I hopped in and immediately noticed an inappropriate amount of exposed hairy thigh. Mike was wearing a pair of cut-off jeans tailor made for easy access ball-scratching. He was also clutching a jumbo sized Styrofoam soda cup between his filthy fingernails, from which about half of the contents had spilled on his wrinkled t-shirt. I tried to keep conversation to a minimum, thinking it best not to give him reason to open his mouth. Now there's bad breath and then there's this guy's breath. This guy's unique aroma would make Filipino street dogs howl. Thank god it was a hot day and the car didn't have working A/C, so there was no excuse not to have the windows down. But even going 80 mph on the highway, each breath brought tears to my eyes.

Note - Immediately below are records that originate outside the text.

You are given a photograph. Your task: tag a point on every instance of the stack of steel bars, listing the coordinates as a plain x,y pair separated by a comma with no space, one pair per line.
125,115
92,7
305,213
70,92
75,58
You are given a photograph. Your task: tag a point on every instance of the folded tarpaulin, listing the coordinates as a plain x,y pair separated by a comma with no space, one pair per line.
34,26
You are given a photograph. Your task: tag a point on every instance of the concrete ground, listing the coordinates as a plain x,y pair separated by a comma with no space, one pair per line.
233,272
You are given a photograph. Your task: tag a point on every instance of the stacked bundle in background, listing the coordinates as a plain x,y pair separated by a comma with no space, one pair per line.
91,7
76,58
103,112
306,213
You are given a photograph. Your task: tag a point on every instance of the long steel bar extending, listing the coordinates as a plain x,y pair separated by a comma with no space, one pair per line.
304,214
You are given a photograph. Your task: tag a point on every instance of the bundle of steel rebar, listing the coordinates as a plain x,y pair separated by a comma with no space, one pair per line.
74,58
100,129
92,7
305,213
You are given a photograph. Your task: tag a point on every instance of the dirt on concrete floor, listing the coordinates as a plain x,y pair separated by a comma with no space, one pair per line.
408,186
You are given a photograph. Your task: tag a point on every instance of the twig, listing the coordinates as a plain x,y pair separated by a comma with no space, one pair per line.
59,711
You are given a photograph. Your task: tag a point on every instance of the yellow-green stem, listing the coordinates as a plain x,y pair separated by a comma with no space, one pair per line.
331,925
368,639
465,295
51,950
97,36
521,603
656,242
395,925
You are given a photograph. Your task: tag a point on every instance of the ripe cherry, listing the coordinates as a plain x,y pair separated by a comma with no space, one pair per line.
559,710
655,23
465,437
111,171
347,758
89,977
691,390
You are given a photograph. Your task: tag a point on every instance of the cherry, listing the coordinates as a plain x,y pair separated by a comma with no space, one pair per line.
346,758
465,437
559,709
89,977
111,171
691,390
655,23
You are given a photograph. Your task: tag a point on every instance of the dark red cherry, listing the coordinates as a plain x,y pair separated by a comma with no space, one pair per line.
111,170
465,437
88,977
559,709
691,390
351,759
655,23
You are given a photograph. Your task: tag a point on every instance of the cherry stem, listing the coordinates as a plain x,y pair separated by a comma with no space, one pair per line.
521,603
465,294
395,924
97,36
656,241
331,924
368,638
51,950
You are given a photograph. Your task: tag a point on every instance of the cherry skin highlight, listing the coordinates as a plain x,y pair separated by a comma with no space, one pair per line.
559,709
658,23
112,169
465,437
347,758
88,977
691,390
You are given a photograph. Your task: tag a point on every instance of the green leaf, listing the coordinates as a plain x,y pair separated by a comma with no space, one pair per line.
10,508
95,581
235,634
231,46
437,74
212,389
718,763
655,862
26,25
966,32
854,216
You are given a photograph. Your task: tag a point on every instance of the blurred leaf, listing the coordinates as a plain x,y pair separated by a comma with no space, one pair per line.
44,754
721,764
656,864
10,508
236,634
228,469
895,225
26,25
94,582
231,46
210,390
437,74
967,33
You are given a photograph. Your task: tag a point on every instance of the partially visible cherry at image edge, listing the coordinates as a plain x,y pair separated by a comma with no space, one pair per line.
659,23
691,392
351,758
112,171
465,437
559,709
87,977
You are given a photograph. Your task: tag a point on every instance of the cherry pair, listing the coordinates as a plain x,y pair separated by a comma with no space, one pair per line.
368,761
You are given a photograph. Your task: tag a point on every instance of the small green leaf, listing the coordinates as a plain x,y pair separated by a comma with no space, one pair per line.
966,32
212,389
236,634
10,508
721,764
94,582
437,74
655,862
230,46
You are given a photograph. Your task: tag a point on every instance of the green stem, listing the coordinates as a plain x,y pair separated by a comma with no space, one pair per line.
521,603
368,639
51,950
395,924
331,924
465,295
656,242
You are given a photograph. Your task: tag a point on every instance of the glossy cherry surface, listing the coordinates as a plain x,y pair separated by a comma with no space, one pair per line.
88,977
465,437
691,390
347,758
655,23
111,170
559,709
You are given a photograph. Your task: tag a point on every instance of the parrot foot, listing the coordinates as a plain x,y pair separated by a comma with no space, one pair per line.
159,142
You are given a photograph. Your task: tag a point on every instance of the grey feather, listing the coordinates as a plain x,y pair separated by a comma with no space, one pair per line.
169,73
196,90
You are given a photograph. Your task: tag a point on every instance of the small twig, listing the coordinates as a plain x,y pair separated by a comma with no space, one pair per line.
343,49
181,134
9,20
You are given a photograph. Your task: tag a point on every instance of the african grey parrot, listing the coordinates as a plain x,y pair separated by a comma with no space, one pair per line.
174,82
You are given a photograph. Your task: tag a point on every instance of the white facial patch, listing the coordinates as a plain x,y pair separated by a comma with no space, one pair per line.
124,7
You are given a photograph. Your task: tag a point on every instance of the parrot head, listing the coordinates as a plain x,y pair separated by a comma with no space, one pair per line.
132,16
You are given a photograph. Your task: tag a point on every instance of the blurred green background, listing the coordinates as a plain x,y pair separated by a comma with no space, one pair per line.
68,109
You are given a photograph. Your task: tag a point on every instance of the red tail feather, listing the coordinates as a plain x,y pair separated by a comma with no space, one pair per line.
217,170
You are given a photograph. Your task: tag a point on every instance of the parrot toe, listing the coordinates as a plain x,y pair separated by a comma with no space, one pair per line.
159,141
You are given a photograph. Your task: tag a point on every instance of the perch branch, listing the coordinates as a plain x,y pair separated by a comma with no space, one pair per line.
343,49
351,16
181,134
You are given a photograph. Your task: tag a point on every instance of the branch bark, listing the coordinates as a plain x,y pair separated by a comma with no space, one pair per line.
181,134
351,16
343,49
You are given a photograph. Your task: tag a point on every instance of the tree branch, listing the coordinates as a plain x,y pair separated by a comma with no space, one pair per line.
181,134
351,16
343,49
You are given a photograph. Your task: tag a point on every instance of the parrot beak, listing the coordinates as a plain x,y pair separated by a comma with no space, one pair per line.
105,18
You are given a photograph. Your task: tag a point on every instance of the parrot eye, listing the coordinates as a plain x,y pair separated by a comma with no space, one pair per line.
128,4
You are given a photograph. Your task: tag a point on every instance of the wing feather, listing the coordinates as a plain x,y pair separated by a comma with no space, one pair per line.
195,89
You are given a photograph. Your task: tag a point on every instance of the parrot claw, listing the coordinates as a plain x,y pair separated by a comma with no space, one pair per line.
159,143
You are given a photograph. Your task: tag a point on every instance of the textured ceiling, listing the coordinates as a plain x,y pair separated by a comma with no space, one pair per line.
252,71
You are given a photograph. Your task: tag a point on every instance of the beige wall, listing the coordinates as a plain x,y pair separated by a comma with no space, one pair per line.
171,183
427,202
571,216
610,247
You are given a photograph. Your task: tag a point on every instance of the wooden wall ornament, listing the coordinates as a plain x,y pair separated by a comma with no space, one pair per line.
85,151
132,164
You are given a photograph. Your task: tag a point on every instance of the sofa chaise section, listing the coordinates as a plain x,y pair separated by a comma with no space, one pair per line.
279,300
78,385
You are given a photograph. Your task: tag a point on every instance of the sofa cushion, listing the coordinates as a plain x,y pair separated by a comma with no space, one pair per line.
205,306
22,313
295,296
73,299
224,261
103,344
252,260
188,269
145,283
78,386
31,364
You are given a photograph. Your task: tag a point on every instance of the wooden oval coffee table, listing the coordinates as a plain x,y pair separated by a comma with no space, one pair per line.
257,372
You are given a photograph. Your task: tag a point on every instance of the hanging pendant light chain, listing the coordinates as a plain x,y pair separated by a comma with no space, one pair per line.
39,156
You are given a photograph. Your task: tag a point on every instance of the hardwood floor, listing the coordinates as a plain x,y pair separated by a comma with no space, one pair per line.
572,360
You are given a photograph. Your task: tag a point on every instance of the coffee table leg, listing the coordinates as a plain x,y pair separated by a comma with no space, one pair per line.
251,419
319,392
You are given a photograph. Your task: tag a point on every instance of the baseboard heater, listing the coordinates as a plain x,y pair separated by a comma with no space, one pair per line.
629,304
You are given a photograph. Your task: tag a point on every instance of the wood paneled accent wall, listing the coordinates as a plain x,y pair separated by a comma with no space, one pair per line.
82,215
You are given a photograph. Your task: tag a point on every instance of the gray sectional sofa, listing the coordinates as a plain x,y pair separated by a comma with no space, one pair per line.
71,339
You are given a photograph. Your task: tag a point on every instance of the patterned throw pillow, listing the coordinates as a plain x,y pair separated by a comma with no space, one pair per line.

Luckily, he wasnt a terribly talkative guy. He asked me where I was from and I replied that I'd lived in Greece for a long time. He shrugged.

The car handled alright, the lights, reverse gear and windows all did what they were supposed to do, and I figured the stink would fade after a couple days. I decided to take the car, so we drove down to his 'office' in Arnold to sort out the paperwork. Unsurprisingly, he worked out of a trailer, which he also lived in.

'Can I use your bathroom?' I asked, stepping into the sauna-like caravan.

'Yeah just go round back, and don't piss on any of my stuff.'

I walked around to the back of the trailer, passing a few tyreless cars on blocks and a jet ski that looked like it had been gutted by a pack of ravenous wolves. No wonder the thing didn't start. I did my business and came back in to find him looking at online porn. I cleared my throat rather loudly.

'Oh hey man. You took me by surprise. So uh, you're from Greece right?'

'I lived there for a while, yeah.'

'How old you gotta be to have sex over there?'

I scratched my head. '15 or 16, i'm not really sure?'

'Well lets look it up.'

He typed in www.howoldyougottabe.com and waited for the page to load.

'Mothafukers, they're always taking this one down. This one should work though,' he said, typing in www.ageofconsent.com. Scrolling down the list of nations and states, he came to G. Sure enough, the age of sexual consent in Greece is 15.

'Cool, that's pretty young' He said, between slurps on his maxi-pop. 'But check out Yemen dude, they know where its at. They don't even got an age!'

'Wow. I learn something new everday. How 'bout that car now? I got $2000 cash on me.' I reached into my pocket and got out the envelope, not wanting to spend any more time discussing child rape with a used car dealer in an oversized tin can oven.

'Alright man, I'll just get you your deed.' He rifled through a stack of stained, crumpled papers on his desk. 'Shame you're not a chick, we could have did some 'creative financing' in my other office!' Pointing to his bedroom, he winked and grabbed his crotch. Mike's trailer was starting to make Bufford's Dirt Cheap Auto Sales look like Buffingham Palace. I shuddered and signed the deed.

'Now if you live in St. Louis, you better park your car under a bright light. Them negroids steal tyres like flies steal shit.' I couldn't blame the whites and blacks in the city for not associating with each other. Both groups were best avoided.

I said my farewells and pulled out of the yard in my newly purchased car. As I started to drive off, he came up to my window. 'Dude, if you wanna see some young poontang, theres a big ass pool a couple miles down on I-55. I drive by there everyday and I'm all like: is she legal?' I hit the gas, excited to have my own means of transport but mainly relieved to have escaped the grime den with minimal mental scarring.